Immaginiamo di essere uno degli
attivisti rapiti. Vivi in un paese in cui manifestare il proprio pensiero
richiede molto coraggio. Pochissimi cittadini la pensano come te. Forse pensi
che quanto fai ti sarà riconosciuto all’estero, ma ti sbagli di grosso. Le
popolazioni dei paesi “liberi” nemmeno sanno dove sta il Pakistan, figurati se
sospettano lontanamente la tua esistenza e il tuo impegno. Le istituzioni
“civili e democratiche” pensano al business e alla geopolitica. E chi si batte
per ideali simili ai tuoi sta zitto, perché pensa che criticare l’islam possa
esporlo all’accusa di islamofobia e/o rendere l’esistenza più difficile ai
musulmani che vivono sul suo territorio.
Così facendo, però, è la vita dei
dissidenti che vivono in terre a maggioranza islamica a essere posta in
pericolo. Il Freethought
Report 2016 ha
ricordato che sono dodici le nazioni che prevedono la pena di morte per
l’apostasia; sei quelle che la prevedono per la blasfemia. Sono tutti paesi
dove la religione di stato è quella islamica. Molti leader musulmani pakistani
– su YouTube,
sulle colonne dei giornali e persino dagli schermi televisivi – hanno chiesto
l’applicazione della legge e quindi la condanna a morte dei cinque attivisti
rapiti. Il governo non ha avuto niente da ridire. Del resto, il partito che
detiene il potere è la Lega Musulmana.
È stata da poco celebrata la
Giornata della Memoria. È importante ricordare la Shoah. Ma a mio parere è
altrettanto, se non addirittura più importante impegnarsi quotidianamente
perché non si ripetano nuove violenze. Ricordare quelle vittime restando
silenti di fronte a tante nuove vittime (qualcuno è interessato a fermare la carneficina in
Bangladesh?) è semplicemente ipocrita. Il Pakistan è un alleato
dell’Occidente: ma in cambio dell’alleanza (spesso soltanto formale)

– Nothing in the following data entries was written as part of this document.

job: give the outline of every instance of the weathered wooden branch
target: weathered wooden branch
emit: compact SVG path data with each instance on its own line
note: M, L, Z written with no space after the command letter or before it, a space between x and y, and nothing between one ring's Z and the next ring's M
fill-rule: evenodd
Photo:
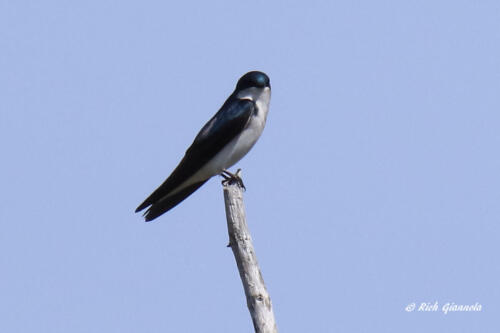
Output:
M277 333L271 297L260 273L257 257L248 231L243 191L236 182L224 184L229 245L234 253L241 282L245 289L248 310L256 333Z

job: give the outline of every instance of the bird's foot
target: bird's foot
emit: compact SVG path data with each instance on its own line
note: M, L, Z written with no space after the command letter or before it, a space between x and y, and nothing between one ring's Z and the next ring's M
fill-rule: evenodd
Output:
M245 184L243 184L243 180L241 179L241 169L236 170L236 173L222 170L220 175L224 178L222 185L231 185L236 183L239 187L246 191Z

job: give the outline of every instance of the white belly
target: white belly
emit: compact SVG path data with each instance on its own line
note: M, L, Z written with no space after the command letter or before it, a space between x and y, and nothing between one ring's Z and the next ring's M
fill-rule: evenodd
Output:
M170 195L177 193L180 189L186 186L204 181L210 177L220 174L222 170L233 166L250 151L264 130L267 112L269 110L271 91L269 88L266 88L259 96L250 95L248 98L256 102L258 112L256 115L252 116L250 123L243 130L243 132L231 140L220 152L217 153L217 155L214 156L214 158L198 170L198 172L196 172L192 177L182 183L175 191L172 191Z

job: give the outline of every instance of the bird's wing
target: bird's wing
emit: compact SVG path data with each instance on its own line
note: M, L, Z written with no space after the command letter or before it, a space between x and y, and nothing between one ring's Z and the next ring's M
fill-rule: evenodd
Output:
M176 203L173 206L172 202L166 202L166 197L173 190L200 170L245 128L255 110L255 103L251 100L235 101L229 98L212 119L203 126L172 174L137 207L136 213L148 206L152 206L151 210L156 203L171 209L194 192L195 189L191 192L188 191L189 193L186 193L187 195L182 198L176 198Z

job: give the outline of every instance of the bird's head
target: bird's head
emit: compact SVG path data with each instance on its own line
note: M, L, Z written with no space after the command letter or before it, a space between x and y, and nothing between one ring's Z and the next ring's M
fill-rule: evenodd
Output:
M236 90L241 91L247 88L271 88L269 77L262 72L253 71L243 75L236 85Z

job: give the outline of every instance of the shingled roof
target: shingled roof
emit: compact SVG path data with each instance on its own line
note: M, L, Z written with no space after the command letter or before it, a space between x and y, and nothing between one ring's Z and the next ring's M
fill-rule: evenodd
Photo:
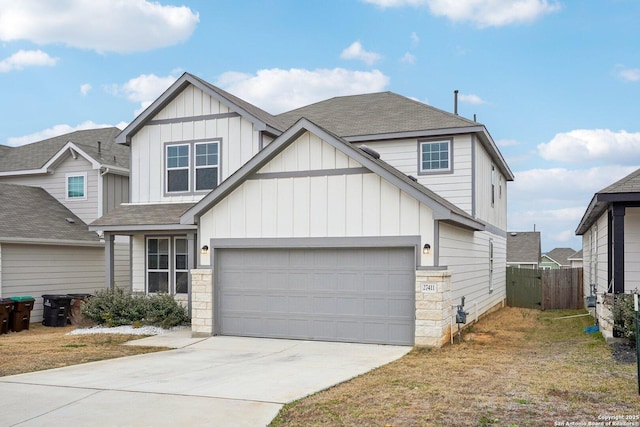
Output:
M180 216L195 203L121 204L89 224L92 230L126 231L180 228ZM182 227L194 228L194 227Z
M69 142L101 165L128 170L129 148L115 143L119 133L116 127L79 130L19 147L3 146L0 172L41 169Z
M581 236L586 233L609 204L614 202L640 202L640 169L593 195L587 210L580 220L580 224L578 224L576 234Z
M540 232L518 231L507 234L507 264L540 262Z
M0 184L0 242L100 245L100 238L42 188Z
M393 92L338 96L276 116L287 127L302 117L347 140L373 134L481 126Z

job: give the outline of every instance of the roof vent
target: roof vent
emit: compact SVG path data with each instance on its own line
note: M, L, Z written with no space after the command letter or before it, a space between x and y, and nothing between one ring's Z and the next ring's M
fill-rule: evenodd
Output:
M367 153L368 155L370 155L371 157L373 157L374 159L379 159L380 158L380 153L378 153L373 148L369 148L366 145L361 145L360 149L362 151L364 151L365 153Z

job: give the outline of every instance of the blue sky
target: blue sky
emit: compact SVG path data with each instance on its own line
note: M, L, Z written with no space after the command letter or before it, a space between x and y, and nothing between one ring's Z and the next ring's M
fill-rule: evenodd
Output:
M636 0L0 0L0 144L125 126L188 71L279 113L393 91L486 125L509 231L579 249L640 167Z

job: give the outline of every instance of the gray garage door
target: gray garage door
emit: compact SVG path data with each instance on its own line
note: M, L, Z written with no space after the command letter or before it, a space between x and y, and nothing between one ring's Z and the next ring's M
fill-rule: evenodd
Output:
M412 248L217 251L223 335L414 343Z

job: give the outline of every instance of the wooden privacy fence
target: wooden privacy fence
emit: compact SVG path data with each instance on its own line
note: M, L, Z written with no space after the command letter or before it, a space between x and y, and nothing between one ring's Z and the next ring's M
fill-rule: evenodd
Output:
M507 305L539 310L583 308L582 268L507 267Z

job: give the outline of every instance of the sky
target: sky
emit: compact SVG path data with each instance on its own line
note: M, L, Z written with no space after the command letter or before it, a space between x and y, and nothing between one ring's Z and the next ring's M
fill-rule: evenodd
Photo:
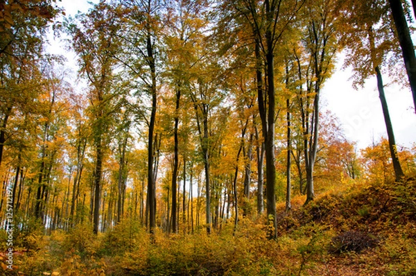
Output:
M64 7L67 16L74 16L78 10L87 12L92 7L89 3L86 0L62 0L57 4ZM49 51L67 57L67 65L73 68L73 77L76 78L76 55L65 51L59 38L50 35L49 41ZM340 58L336 72L324 85L321 105L338 118L345 137L356 142L358 148L364 148L379 141L381 137L387 137L376 80L375 77L369 78L363 88L356 90L349 80L351 69L342 67ZM388 83L386 76L383 78L385 84ZM416 146L416 114L410 88L392 85L385 87L385 92L398 149Z

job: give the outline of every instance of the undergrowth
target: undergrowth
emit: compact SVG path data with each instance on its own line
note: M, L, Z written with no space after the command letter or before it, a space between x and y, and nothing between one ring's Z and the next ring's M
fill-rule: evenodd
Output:
M25 234L36 246L16 256L12 271L1 266L0 273L416 275L416 181L353 184L340 190L306 206L303 198L295 198L289 212L278 205L278 237L271 241L264 217L241 218L235 232L230 223L209 236L157 230L152 239L129 219L98 236L88 224L50 236L36 230Z

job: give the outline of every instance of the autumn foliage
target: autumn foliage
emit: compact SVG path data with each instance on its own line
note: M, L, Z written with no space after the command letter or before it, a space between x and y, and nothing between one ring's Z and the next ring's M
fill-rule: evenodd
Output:
M0 1L0 274L415 275L415 145L320 100L341 53L399 80L389 7Z

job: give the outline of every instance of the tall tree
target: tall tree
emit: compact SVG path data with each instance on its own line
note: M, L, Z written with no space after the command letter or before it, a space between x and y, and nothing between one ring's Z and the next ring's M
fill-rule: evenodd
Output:
M3 1L0 15L0 164L10 134L8 123L37 98L45 33L59 12L48 0ZM30 110L29 107L28 110Z
M112 7L104 2L94 6L87 15L79 17L80 26L68 25L73 37L72 46L78 54L80 72L89 81L89 116L92 127L92 143L95 150L94 171L94 232L98 232L101 200L103 164L109 143L112 115L116 110L119 91L113 72L119 40L116 33L120 26Z
M415 112L416 113L416 55L415 55L413 42L410 37L401 0L389 0L388 1L396 26L400 47L401 48L403 60L404 60L409 83L412 89L413 105L415 107Z
M347 22L344 24L345 46L352 49L347 65L352 66L354 71L354 85L363 85L364 80L370 76L376 76L377 88L387 134L391 158L396 180L404 176L399 160L393 128L385 99L381 76L381 67L388 62L395 64L398 60L397 40L392 33L388 10L383 3L377 1L357 1L349 5L347 9L352 10ZM357 47L357 44L360 46ZM412 50L413 51L413 50ZM365 60L367 61L363 62Z
M303 150L306 171L306 203L315 197L313 166L319 137L320 98L322 87L330 76L337 51L339 17L336 1L318 1L304 6L305 28L302 44L306 55L305 88L300 87L298 102L301 110ZM299 63L300 58L296 58ZM300 68L302 67L299 65ZM302 74L302 73L301 73ZM300 80L302 76L300 76Z
M228 3L228 2L227 2ZM232 1L227 8L235 12L237 22L252 31L252 42L255 44L254 53L257 62L259 112L261 120L262 136L264 139L266 166L266 209L268 227L268 236L276 237L276 199L275 166L275 122L276 117L275 57L282 42L287 27L295 19L304 1ZM265 69L263 83L263 68Z
M159 94L157 78L160 70L157 64L158 55L162 55L162 51L161 47L158 48L157 42L160 40L162 6L162 3L155 0L123 0L121 3L119 16L125 19L119 38L123 41L123 53L118 58L133 79L132 86L137 95L144 92L150 98L150 114L142 108L137 110L139 117L145 119L148 127L146 214L148 214L149 232L153 233L156 227L156 175L158 139L160 139L155 132Z

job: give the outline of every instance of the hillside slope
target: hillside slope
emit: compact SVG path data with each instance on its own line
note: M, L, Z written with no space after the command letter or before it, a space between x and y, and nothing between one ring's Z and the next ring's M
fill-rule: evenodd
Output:
M340 191L343 190L343 191ZM276 241L265 218L241 218L207 236L157 232L126 220L96 239L91 225L51 236L26 233L23 275L416 275L416 181L334 189L287 213L279 205ZM202 227L203 228L203 227ZM30 239L29 239L30 238ZM26 239L26 238L25 238ZM23 246L24 244L21 244Z

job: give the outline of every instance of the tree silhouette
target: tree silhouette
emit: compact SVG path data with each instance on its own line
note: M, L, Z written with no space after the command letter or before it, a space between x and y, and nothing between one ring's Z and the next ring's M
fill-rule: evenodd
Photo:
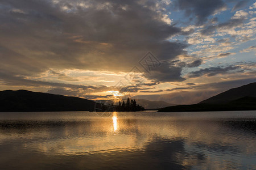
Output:
M144 110L145 109L137 104L136 100L135 99L131 99L130 100L130 98L127 99L126 103L123 100L121 104L121 101L119 101L118 105L115 107L115 110L118 112L136 112Z

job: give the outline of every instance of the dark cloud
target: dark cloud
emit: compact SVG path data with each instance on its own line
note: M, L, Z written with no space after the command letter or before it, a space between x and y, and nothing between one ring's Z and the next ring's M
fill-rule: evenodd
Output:
M196 16L197 24L202 24L207 18L226 6L222 0L176 0L174 3L188 16Z
M238 19L230 19L226 22L217 25L211 25L204 28L201 33L204 35L209 35L214 33L216 29L230 29L241 26L245 21L245 18Z
M187 65L187 67L195 67L199 66L203 62L203 60L201 59L197 60L194 61L193 62L188 63Z
M218 57L226 57L230 55L230 53L220 53L218 54Z
M187 90L187 89L191 89L193 88L193 87L176 87L176 88L174 88L172 89L167 89L166 91L175 91L175 90Z
M246 4L249 2L249 0L243 0L237 2L233 7L232 11L241 9L246 6Z
M147 90L143 90L143 91L140 91L140 92L142 92L142 93L158 93L158 92L162 92L163 90L155 90L155 91L147 91Z
M196 85L196 84L193 83L187 83L186 84L188 86L193 86L193 85Z
M226 67L222 68L220 66L214 67L206 68L204 69L200 69L198 71L192 71L188 74L188 77L195 78L206 75L208 76L214 76L217 74L224 74L228 73L229 71L237 70L240 69L240 66L229 66Z
M185 80L181 76L181 67L172 66L169 63L164 63L160 67L151 70L145 76L160 82L181 82Z
M184 90L175 92L174 90L170 94L138 95L137 97L151 100L163 100L176 104L195 104L230 88L238 87L253 82L256 82L255 78L218 82L196 85L193 87L193 91Z
M0 68L12 68L13 76L36 75L52 67L128 71L148 50L160 61L186 53L185 43L167 40L183 33L181 29L137 1L3 0L0 5ZM181 79L180 69L163 69L176 71L168 81ZM157 80L160 73L152 78Z

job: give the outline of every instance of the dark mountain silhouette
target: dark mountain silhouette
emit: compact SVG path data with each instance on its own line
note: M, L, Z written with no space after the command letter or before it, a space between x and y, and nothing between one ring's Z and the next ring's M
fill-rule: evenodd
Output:
M27 90L0 91L0 112L92 111L90 100Z
M126 100L126 99L123 99ZM137 104L139 104L146 109L159 109L166 107L168 106L175 105L175 104L168 103L164 101L151 101L146 99L135 99L136 100ZM114 105L118 105L118 103L120 99L115 100L97 100L97 103L104 103L107 104L113 104Z
M199 103L226 104L240 98L251 96L256 97L256 83L232 88L216 96L204 100Z
M256 110L256 83L230 89L191 105L171 106L158 112L203 112Z

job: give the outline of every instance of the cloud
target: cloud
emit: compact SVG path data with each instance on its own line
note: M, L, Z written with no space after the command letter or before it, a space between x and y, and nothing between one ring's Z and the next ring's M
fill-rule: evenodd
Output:
M188 86L193 86L193 85L196 85L196 84L193 83L187 83L186 84Z
M252 50L256 50L256 46L251 46L247 48L244 49L242 50L240 50L240 53L249 53Z
M201 59L197 60L194 61L193 62L188 63L187 65L187 67L195 67L199 66L203 62L203 60Z
M213 33L217 29L230 29L236 28L242 25L245 19L242 17L242 15L237 15L237 16L228 20L226 22L220 23L217 25L211 25L204 28L201 31L203 35L209 35Z
M174 2L180 10L185 11L187 16L196 16L197 25L203 24L209 16L226 7L222 0L176 0Z
M163 90L156 90L156 91L146 91L146 90L143 90L143 91L140 91L140 92L142 92L142 93L158 93L158 92L162 92Z
M236 54L236 53L220 53L218 54L217 57L218 58L223 58L223 57L228 57L228 56L230 55L234 55Z
M5 50L0 67L9 73L13 68L13 76L52 69L127 72L148 50L160 61L185 53L185 42L167 40L183 33L181 29L151 8L156 2L145 3L1 1L0 45ZM179 75L180 70L170 71ZM76 80L65 75L59 79Z
M236 4L236 5L233 7L232 11L236 11L237 10L241 9L241 8L245 7L246 4L249 1L250 1L249 0L243 0L243 1L241 1L238 2Z
M234 70L240 69L240 66L229 66L226 67L222 68L221 67L212 67L209 68L206 68L204 69L200 69L198 71L192 71L188 74L188 77L195 78L201 76L211 76L217 74L224 74L229 73L230 70Z
M160 67L151 70L145 76L150 80L160 82L181 82L185 80L181 76L181 67L172 66L168 63L164 63Z
M237 11L236 12L236 14L232 17L233 19L240 19L246 18L248 16L248 13L243 10Z
M163 100L169 103L177 104L196 104L203 100L216 95L232 88L238 87L255 82L256 78L243 78L226 81L201 84L193 87L193 90L179 90L162 95L138 95L138 99L151 100Z
M193 88L193 87L176 87L176 88L174 88L172 89L167 89L166 90L166 91L175 91L175 90L187 90L187 89L191 89Z

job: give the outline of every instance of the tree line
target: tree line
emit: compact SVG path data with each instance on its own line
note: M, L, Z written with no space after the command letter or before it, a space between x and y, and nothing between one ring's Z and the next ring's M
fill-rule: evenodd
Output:
M119 101L118 105L113 104L109 105L103 105L101 106L101 111L117 111L117 112L137 112L144 110L145 109L141 105L137 104L135 99L130 100L127 99L126 103L123 100L122 103Z
M126 103L123 100L121 104L119 101L118 105L115 108L115 110L118 112L136 112L144 110L144 109L142 106L137 104L135 99L130 100L129 97L127 99Z

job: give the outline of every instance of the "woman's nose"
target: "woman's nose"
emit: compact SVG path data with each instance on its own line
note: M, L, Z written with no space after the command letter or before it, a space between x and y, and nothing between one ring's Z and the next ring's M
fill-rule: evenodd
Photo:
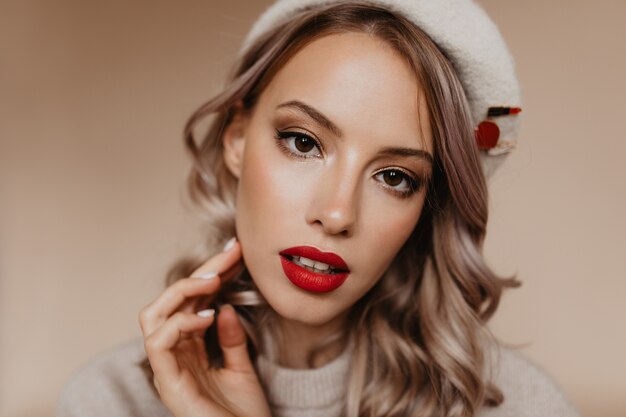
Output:
M330 235L352 236L358 214L359 179L344 172L327 172L315 186L306 213L308 224Z

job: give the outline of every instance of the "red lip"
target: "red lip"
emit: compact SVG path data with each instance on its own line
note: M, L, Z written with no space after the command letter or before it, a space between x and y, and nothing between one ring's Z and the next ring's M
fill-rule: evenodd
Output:
M280 262L287 279L295 286L312 292L329 292L344 283L350 271L346 262L332 252L321 252L310 246L298 246L280 252ZM292 256L304 256L314 261L329 264L336 271L333 274L310 271L291 261Z

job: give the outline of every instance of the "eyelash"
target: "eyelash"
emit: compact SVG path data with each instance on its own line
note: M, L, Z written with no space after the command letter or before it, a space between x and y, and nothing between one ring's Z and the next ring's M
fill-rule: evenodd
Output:
M319 143L317 139L313 138L312 136L309 136L301 132L280 131L276 129L276 136L275 136L276 145L287 156L296 157L300 159L319 158L319 156L306 156L306 155L302 155L302 154L294 152L291 149L291 146L286 144L286 142L291 138L306 138L308 140L311 140L314 143L315 147L319 150L319 152L322 153L322 145ZM396 172L400 174L400 176L402 177L402 180L407 182L408 189L399 190L390 185L386 185L383 181L379 181L380 184L382 184L382 186L386 188L387 190L389 190L392 194L395 194L396 196L403 198L403 199L409 198L410 196L412 196L413 194L421 190L426 182L426 180L422 178L421 176L414 176L399 168L384 169L384 170L376 172L374 176L377 177L378 175L388 173L388 172Z

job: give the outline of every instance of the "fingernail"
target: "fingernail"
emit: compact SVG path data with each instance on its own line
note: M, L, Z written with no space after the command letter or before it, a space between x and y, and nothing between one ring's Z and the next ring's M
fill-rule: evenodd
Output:
M200 310L196 314L200 317L209 318L209 317L213 317L213 315L215 314L215 310L213 310L212 308L209 308L207 310Z
M203 272L202 274L199 274L199 275L194 275L192 278L213 279L216 276L217 276L217 272L209 271L209 272Z
M229 250L231 250L233 246L235 246L236 241L237 241L236 237L231 237L230 240L226 242L226 244L224 245L223 252L228 252Z

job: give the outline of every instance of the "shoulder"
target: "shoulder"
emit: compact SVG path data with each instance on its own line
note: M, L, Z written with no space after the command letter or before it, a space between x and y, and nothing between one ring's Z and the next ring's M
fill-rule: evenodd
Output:
M56 417L171 417L140 366L144 358L136 339L92 359L64 387Z
M504 394L498 407L484 407L479 417L579 417L573 403L539 365L514 350L492 351L492 381Z

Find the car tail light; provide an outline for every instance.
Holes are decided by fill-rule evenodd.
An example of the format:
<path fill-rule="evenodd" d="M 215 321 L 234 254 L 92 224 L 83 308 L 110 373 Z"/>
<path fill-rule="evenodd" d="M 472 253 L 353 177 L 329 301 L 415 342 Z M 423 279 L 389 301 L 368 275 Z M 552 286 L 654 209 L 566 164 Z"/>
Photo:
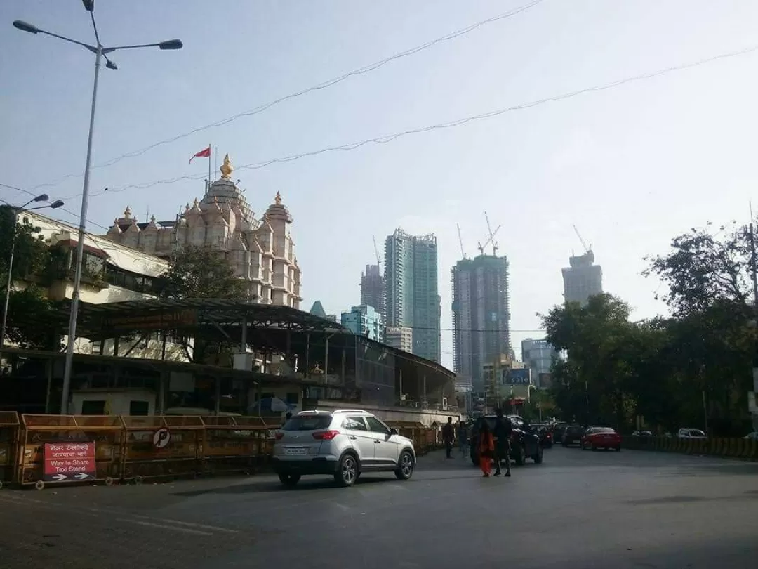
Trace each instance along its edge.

l’Occidente chiude volentieri gli occhi su quanto vi accade. Capita lo stesso
per nazioni persino più liberticide del Pakistan, come l’Arabia Saudita. La
realpolitik deve prevalere, si suol dire, ma non si capisce proprio quali
vantaggi concreti stia dando.
Il 28 gennaio i cinque attivisti
pakistani sono finalmente stati liberati.
Hanno subito torture. Hanno
dovuto sottoscrivere un documento con cui si sono impegnati a non denunciare i
propri sequestratori. Forse non sapremo mai chi li ha rapiti. Ma, in qualche
modo, siamo tutti colpevoli di quanto hanno subito.